With growing concern, she decided to get help.
She took Khloe to three doctors, who all examined her and thought she had some sort of a sinus infection, so they prescribed antibiotics. But none seemed to work.
She says even took her to the dentist, but still nothing. Until last weekend, when the first-grader blew her nose — really hard.
“We blow her nose, and it just shot out,” Powell said.
What came out was a safety pin, about an inch and a half long — longer than a quarter and bigger than Khloe’s nose.
“It was all just rotten and snotty and black!” Powell said. “I was horrified.”
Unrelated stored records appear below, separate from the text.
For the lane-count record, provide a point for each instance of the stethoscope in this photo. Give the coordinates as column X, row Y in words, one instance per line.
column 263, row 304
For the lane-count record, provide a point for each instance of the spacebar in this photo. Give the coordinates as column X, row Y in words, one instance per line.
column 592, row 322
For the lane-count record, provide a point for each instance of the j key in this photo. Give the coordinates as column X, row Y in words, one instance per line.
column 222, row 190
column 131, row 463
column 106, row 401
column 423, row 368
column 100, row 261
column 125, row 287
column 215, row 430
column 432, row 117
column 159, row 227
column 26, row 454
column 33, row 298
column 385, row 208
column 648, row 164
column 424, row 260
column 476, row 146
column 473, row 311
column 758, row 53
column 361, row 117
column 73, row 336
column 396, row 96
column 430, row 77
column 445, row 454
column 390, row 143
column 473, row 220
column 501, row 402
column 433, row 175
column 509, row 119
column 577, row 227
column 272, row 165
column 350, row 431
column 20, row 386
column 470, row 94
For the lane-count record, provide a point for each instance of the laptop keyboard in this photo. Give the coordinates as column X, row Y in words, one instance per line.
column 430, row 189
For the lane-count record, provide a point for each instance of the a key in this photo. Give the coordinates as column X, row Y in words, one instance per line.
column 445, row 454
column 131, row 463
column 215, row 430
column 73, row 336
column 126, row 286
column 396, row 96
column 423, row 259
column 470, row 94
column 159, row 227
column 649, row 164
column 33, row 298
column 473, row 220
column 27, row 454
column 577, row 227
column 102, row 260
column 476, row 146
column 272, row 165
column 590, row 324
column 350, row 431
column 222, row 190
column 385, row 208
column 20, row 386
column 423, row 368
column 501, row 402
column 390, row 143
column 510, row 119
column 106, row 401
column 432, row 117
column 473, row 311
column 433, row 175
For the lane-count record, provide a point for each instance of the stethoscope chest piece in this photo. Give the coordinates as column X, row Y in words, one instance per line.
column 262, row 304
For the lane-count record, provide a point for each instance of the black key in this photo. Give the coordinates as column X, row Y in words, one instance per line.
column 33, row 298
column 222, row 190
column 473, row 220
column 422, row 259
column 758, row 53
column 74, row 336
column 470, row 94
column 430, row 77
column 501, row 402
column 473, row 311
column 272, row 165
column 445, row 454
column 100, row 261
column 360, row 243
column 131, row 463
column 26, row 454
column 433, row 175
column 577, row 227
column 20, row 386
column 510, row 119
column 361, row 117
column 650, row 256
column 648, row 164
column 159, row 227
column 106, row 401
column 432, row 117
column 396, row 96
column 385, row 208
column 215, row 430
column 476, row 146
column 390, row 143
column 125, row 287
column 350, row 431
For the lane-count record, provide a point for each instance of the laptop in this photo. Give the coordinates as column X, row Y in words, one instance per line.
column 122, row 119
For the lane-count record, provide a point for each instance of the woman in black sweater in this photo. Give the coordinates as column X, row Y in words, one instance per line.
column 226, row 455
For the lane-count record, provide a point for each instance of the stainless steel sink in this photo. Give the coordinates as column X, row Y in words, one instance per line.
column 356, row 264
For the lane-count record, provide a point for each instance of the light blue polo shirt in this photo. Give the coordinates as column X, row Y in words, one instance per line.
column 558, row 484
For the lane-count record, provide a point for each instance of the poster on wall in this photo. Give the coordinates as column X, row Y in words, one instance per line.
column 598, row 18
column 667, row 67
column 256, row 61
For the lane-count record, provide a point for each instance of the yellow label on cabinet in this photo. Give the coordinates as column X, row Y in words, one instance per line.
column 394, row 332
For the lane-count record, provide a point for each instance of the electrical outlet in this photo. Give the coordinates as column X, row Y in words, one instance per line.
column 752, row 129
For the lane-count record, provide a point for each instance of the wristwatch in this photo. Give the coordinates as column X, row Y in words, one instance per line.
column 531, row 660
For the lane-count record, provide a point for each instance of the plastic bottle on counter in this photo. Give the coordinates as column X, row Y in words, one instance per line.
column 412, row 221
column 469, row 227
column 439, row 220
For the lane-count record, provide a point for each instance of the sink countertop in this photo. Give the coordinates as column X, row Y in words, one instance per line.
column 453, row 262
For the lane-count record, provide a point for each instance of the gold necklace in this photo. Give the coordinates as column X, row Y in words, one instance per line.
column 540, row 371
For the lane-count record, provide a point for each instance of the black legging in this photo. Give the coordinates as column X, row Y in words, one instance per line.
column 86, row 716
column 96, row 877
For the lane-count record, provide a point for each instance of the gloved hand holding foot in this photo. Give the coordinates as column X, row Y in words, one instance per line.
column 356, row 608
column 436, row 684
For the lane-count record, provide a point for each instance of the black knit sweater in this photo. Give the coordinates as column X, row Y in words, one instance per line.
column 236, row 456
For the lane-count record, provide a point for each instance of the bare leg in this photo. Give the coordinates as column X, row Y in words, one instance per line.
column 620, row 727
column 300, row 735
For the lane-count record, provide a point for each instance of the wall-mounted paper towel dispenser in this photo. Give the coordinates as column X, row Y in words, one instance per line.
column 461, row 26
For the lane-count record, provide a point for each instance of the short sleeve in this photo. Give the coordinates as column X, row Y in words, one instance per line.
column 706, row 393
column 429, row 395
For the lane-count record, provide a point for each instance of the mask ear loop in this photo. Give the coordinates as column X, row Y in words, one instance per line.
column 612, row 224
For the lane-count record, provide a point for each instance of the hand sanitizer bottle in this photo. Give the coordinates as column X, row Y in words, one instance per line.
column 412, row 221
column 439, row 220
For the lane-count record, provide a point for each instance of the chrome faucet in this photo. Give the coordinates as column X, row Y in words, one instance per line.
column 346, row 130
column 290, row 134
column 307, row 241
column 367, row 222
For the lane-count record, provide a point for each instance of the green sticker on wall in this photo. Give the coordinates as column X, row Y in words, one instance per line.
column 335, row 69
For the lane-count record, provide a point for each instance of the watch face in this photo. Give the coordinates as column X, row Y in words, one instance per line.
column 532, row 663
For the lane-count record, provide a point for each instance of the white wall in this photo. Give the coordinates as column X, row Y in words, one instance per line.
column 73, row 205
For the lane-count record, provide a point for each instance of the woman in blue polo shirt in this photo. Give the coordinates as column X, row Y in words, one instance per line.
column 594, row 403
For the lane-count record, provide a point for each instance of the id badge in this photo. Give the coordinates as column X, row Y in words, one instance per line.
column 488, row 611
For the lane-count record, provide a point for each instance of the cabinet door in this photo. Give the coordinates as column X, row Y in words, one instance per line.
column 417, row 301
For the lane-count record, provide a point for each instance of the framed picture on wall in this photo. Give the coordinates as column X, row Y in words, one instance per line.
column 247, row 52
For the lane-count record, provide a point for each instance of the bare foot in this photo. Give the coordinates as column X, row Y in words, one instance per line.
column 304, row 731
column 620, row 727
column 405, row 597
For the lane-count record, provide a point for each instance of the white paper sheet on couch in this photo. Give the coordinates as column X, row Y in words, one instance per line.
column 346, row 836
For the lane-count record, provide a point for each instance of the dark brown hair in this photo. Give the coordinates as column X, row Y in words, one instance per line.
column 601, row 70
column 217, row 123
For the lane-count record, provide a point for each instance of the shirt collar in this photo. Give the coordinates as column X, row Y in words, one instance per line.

What happened to Khloe is not uncommon. There are about 80,000 cases a year of kids putting foreign objects into their bodies, with the most common being coins and safety pins, according to an online article from the Encyclopedia of Children’s Health.
Now, Powell wants to raise awareness to warn parents about the problem.
“To give them the option to see it out there that this could be what’s going on, because I had no idea,” Powell said.
Khloe admits she forgot she put the pin in there, but she’ll always remember it coming out.
“I just think it’s really disgusting,” Khloe said. “That’s what I think about that.”